I've been thinking about this a lot recently. I have begun to incorporate some oral communication techniques into the teaching I do. I have tried linking scripture with a relevant story. I've tried a repeat and recall method. I've tried incorporating pictures into the message. I think it is working! If people remember you ate a hamburger for breakfast but can then link the details of the sermon to that illustration, you have succeeded. If they can only remember the hamburger...well, not so good.

No matter what the context of our preaching and teaching, we should always ask ourselves if the people are understanding what we are saying, can they remember it more than 5 minutes, and could they retell it to friends, coworkers, or themselves later on when they need the Word in their life.
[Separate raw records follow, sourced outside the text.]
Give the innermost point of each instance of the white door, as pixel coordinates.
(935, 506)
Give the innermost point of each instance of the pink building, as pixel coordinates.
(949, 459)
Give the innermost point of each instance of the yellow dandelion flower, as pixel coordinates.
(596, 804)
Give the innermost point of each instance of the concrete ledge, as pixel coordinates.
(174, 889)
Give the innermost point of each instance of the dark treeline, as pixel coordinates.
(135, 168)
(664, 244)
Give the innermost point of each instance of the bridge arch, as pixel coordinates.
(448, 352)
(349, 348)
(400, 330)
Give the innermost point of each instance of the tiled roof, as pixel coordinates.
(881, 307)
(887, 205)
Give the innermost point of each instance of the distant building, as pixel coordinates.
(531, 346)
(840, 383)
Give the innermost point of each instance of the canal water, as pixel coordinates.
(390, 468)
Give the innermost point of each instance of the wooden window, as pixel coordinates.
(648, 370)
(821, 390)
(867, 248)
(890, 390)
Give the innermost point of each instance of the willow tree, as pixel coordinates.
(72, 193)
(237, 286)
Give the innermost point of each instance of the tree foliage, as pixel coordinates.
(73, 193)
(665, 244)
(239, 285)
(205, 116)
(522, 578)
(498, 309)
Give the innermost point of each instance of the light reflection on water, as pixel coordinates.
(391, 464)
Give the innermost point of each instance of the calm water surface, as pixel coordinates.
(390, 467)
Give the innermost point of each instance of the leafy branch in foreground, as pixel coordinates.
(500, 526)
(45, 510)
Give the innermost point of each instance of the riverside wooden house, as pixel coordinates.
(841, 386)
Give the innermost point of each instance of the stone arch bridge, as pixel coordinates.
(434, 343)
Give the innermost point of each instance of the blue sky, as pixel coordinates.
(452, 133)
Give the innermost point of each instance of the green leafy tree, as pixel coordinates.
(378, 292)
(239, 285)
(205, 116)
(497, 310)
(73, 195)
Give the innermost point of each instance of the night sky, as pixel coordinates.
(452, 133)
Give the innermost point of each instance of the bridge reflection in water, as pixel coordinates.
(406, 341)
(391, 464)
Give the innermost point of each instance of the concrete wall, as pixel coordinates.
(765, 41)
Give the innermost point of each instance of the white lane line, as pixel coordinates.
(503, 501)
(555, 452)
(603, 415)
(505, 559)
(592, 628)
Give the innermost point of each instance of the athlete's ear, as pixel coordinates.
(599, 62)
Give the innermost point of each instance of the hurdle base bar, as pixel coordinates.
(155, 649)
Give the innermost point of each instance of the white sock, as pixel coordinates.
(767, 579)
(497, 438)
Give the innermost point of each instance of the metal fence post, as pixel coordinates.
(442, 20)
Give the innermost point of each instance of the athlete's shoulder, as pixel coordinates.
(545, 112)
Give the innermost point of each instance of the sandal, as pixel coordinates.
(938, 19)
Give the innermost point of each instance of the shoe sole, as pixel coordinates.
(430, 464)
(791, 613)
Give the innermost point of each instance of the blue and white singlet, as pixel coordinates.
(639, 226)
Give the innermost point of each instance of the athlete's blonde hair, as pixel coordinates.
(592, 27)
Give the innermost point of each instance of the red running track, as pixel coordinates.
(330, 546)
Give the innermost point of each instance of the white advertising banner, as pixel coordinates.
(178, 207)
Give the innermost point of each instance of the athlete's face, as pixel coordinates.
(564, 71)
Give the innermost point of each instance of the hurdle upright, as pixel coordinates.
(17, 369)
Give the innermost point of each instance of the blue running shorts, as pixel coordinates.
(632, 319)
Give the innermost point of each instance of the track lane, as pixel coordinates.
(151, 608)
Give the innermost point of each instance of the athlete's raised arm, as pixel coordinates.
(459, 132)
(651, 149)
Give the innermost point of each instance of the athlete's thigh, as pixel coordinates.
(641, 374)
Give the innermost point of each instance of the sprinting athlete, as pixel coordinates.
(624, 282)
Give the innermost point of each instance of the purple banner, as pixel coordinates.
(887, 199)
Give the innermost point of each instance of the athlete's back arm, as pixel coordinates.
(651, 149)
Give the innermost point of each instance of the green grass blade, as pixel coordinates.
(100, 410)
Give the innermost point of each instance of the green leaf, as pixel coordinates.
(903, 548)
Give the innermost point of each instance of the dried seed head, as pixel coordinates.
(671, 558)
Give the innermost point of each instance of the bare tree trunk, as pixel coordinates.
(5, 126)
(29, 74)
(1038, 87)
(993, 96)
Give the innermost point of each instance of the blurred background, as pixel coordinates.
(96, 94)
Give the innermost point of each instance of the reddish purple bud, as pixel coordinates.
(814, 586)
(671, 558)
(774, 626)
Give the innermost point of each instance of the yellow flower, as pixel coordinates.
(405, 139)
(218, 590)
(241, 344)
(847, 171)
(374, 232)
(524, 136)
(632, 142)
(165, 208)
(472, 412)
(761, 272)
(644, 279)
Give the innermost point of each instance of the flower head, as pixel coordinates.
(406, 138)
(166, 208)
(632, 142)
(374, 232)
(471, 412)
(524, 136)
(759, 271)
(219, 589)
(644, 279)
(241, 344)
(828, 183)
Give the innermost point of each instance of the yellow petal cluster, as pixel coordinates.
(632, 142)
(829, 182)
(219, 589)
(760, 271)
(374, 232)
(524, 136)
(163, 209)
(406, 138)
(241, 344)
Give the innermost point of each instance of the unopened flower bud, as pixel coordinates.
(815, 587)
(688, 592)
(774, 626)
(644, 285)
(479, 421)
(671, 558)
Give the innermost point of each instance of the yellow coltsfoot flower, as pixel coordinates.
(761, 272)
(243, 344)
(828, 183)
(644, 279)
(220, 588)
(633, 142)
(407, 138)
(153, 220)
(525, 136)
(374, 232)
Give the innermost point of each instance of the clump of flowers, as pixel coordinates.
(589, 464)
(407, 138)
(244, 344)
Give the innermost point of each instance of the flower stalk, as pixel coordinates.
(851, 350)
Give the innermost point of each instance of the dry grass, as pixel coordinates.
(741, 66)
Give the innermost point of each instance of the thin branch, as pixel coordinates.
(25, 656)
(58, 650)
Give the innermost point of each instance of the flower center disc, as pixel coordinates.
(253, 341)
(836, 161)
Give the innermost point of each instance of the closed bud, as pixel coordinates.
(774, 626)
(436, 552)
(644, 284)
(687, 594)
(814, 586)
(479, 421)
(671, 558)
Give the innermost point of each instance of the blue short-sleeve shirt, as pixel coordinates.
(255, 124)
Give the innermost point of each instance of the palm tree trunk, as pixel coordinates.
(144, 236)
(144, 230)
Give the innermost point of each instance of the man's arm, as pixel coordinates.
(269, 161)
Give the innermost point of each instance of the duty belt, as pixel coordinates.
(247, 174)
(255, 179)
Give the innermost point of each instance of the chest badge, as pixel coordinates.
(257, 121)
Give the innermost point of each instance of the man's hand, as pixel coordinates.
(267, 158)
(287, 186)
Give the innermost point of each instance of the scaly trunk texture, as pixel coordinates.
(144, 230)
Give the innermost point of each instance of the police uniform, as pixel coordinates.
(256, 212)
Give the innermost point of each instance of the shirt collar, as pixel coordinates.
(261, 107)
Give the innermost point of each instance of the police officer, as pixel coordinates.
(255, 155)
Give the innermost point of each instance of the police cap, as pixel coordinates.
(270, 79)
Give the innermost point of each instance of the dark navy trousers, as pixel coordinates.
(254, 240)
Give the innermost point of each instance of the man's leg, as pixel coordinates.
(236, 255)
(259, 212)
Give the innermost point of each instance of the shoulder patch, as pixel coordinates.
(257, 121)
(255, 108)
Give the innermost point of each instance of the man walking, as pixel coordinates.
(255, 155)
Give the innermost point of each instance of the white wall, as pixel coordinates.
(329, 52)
We have to stop assuming we are master communicators or that it doesn't matter how we say what we say because everyone has grown up speaking the same language as us. Preachers, of all people, should see the most value in striving for effective communication.

As a side note, I was quite surprised to find that most of the people in this survey indicated that PowerPoint presentation in conjunction with sermons distracted them. PowerPoints are useful for helping those people get your ongoing subpoints but do they really help them get the overall point of the message? Also, do most people ever read those notes they took on their church bulletin ever again? Decide for yourself.

So those of you who speak and teach, begin to ask yourself and your hearers just how effective you are in communicating. Will your people remember more than just an obscure story you've told at some point in the past? Let's all work to be better communicators.

Wednesday, December 3, 2008

The Lord Will Provide

I'll begin with an update to the previous post. It turned out that the camshaft had broken in the engine of our car. This and the parts connected with it caused some major damage to the innards of the engine. We were left to decide whether to spend mega-bucks on another engine, surpassing the value of the car or selling the car and getting another one. The Lord worked out several things over the course of a few days and we made our decision.

The repair shop offered an unusually high amount of money to buy our broken car from us. We went to our bank just to see what kind of rate we could get on a loan. It turned out that we had a great credit score and were able to get a low rate. We went to a dealership and I'll have to admit I was ruthless with the salespeople and we got a great deal on a good car. We are now the proud owners of a Kia - let's hope some of the money goes to support those Korean missionaries... The salesman "assured me of Kia's Christian values..." I was able to share the gospel with the salesman right at the table in the middle of the busy store. He knew I went to seminary and asked me if Islam and Christianity believed in the same God. The Lord (pbuh) was very good to us!

We've been enjoying the car, especially me because it is a stick shift! My wife Beth hadn't driven a stick in many years so we have been practicing. She is doing a great job! We took it to my parent's house in Ohio last weekend and the ride was comfortable and it got pretty good gas milage. We'll be going to Wisconsin for Christmas so we're definately putting the car through its paces.

In other news I interviewed for an in home chef job last night. There is a family with 5 kids and they are continually overwhelmed. Rather than hire a nanny or manny (what do you call a male nanny?) they decided to farm out the cooking duties so the mom could focus on her kids. I love to cook, they have a huge kitchen with excellent quality cookware, and it is something I can do with Beth so we will take the job if they offer.

I have sent my resume to several churches in hopes of being able to pastor one of them. Just today I recieved an email asking me if I am avaliable to preach in one of them at the end of the month. I'm excited to be able to do that. Silly me to wonder if any of this stuff was ever going to work out. Our God isn't called Provider for no reason!